A bit of a personal background, please. I am a Nisei, second-generation Japanese-American, born (1938)and raised in Hawaii. My parents were from Hiroshima and Kyoto and were puzzled and angered that their country of origin would attack America and throughout Southeast Asia. They asked, and I have too, just "why did Japan go to war"?
Tsuji writes that "war must have a morality and a reason which is understandable at home and abroad." (pg 11) Later, he offered the reason, "the emancipation of the oppressed peoples of Asia" (pg 13-14). This explanation does not fly for me in face of: 1) Japan's militarist past, including the aborted invasion of the Korean peninsula in the 15th century; 2) the 1937 full-scale invasion of China; and, the attack on Pearl Harbor, a legitimized Territorial entity of the United States (albeit, the British "takeover" of the Hawaiian Islands in late 1890's.)
Furthermore, to add to my confusion, Tsuji makes reference to Mr. Tojo's statement in the International Court of Justice, "the war activities of Japan were really unavoidable for self-defense"; and, Tsuji writes, " I, too, firmly believe that it was a war without preparation and a war which was forced upon us." I wonder ... why would a nation go to battle for the emancipation of the oppressed without "preparation" and then say that "the war was forced upon us".
So ... what would I conclude? I would not nor take offense to the conclusions of my friend, Glen Buchanan, who is much more knowledgeable regarding these matters, but I believe he gives much too much credence to the claim of emancipation. Rather, I would suggest that Japan was as much, if not more, concerned with the "anti-Japanese economic measures of Great Britain and the United States".
Admittedly, much of my thinking stem from my military background ... a geo-military/political basis for why nations make war against each other. I get the sense from reading Tsuji's book that he was motivated by altruism (an unselfish interest in or care for the welfare of others ... other yellow-skinned people, in this case), and translating that altruism to justify the Japanese military actions in China, etc ... and simply the desire for expansionism for whatever the reason ... power, ego, protectionism, etc.
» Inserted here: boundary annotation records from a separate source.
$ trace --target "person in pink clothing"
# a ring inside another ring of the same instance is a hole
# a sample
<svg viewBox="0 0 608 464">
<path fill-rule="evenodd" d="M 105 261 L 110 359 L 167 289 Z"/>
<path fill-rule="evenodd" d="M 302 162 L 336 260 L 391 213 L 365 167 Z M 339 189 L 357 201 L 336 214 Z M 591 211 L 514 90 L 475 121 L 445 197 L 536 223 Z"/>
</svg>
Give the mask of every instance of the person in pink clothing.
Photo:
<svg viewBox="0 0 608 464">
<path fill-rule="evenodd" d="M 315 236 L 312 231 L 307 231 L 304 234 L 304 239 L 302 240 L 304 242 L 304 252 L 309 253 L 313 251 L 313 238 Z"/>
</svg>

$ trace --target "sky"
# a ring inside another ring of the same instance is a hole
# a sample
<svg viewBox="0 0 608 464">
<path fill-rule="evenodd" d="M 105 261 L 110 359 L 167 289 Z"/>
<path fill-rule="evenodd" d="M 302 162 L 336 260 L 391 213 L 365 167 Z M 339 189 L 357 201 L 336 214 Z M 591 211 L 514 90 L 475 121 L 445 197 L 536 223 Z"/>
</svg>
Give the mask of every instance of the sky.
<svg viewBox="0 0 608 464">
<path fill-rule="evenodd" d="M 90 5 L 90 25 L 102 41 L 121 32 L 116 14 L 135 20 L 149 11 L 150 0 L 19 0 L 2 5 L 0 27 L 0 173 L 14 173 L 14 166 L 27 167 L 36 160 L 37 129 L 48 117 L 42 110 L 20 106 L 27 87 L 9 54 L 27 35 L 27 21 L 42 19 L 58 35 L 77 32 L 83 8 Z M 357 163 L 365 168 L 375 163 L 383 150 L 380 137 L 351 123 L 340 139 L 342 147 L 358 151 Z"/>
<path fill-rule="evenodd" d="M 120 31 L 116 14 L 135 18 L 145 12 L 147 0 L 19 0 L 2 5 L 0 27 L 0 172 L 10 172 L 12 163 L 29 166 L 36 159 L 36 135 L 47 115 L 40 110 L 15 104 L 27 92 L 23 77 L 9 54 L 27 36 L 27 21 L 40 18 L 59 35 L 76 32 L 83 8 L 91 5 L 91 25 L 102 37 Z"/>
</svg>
The latter has often been used to justify attacking Pearl Harbor (extending the "borders" of Japan as far out as possible to protect the homeland).
I am still "wondering" ... and have come to accept the inevitable; that theories abound depending on one's perspective borne of many factors (i.e., race, ethnicity, economic/social influences, experiences, training, readings, etc.
Colonel Tsuji's book is worth reading ... especially if you are interested in military strategy and tactics.